I could certainly relate to the feeling of despair, as I had been there a time or two in the past.
I told her that she needed to keep her head up; the right job fit and working environment, I said, is potentially right around the corner. “But you’ve got to keep the faith and proceed to move forward. The worst thing you can do now is let this situation cause you to doubt yourself or your chosen career path,” I added.
In times of discouragement, the question isn’t whether you can weather the storm. The question is how bad do you want to achieve your goal or dreams?
I recently felt my own discouragement. Actually, this week. But it’s funny how when you push through, something happens that gives you a little boost of encouragement.
For me, it was an email from someone who works for FINS.com, a career resource site, owned by The Wall Street Journal. They were launching a new national ad campaign and because it involves careers she felt “that it would be really cool to get your feedback and other reader’s feedback on the video prior to air date.” Then she wrote, “A couple of us over here are avid readers of The Career Pioneer.” What a nice thing to say, I thought. I was honored, truly.
I’ve often found in my own life and that of others that generally when you hit near rock-bottom, something really, really good is waiting for you around the corner. It just takes you making the decision to combat self-pity, to persevere, and to keep the faith. “Claim it!,” as some like to say.
Today, I want to share some really basic tips that I’ve used to fight discouragement. Now I’m not a mental health professional, nor do I play one on television. But the following tips that I’m about to share with you have worked for me and countless other people.
- Talk to someone. Getting open and honest with what’s going on in your head and in your heart is often a great way to leapfrog discouragement and into productive activity. If you let negative thoughts mull around in your head for too long, then you run the risk of spiraling into even more discouragement, and even worse, depression. If you’re a person of faith, I suggest prayer in addition to a chat with a friend, counselor or loved one.
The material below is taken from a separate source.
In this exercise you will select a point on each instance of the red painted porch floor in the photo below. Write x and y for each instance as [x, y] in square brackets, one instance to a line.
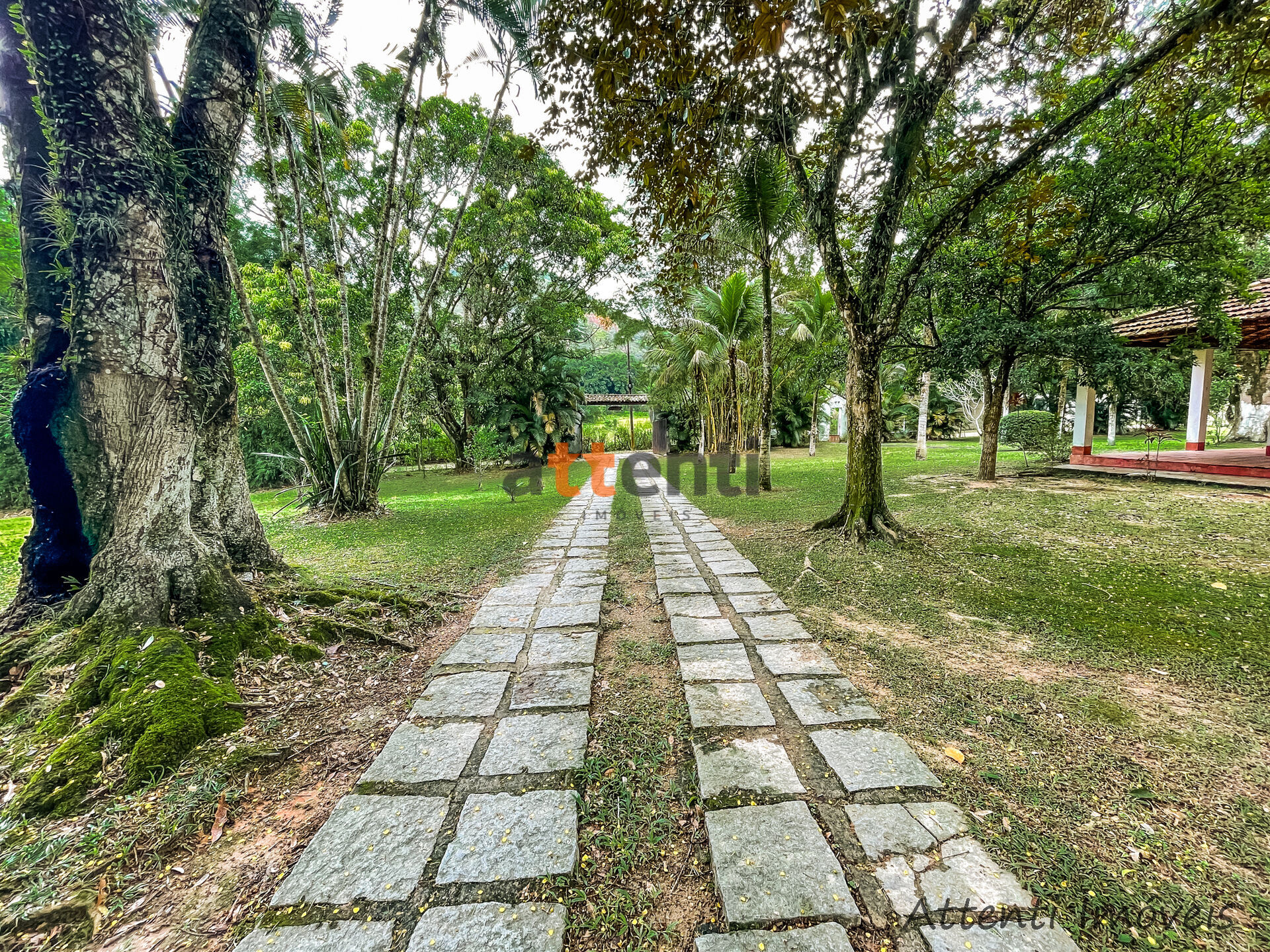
[1249, 465]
- Believe in yourself; believe in the possibilities. Achieving your goal, finding the perfect job fit, or landing that sought-after client takes stick-to-it-iveness. And as I mentioned before, success is oftentimes right around the bend. But not only do you need to stick to your dreams despite a bump in the road, you must also believe that you are worthy of reaching your goal. That kind of mindset coupled with perseverance usually results in big pay-offs.
- Stop thinking so much & start doing! I’ve often shared how I personally suffer from “analysis paralysis” — where I think too much about what needs to be done, rather than actually doing it. I’m sure some of you can relate. That said, don’t get bogged down by the details. While there’s certainly nothing wrong with planning and preparation, not enough can be said about taking action in spite of that. Had I listened to the doubt and discouragement I experienced as I was considering to launch TheCareerPioneer.com nearly two years ago, I don’t know where I would be today.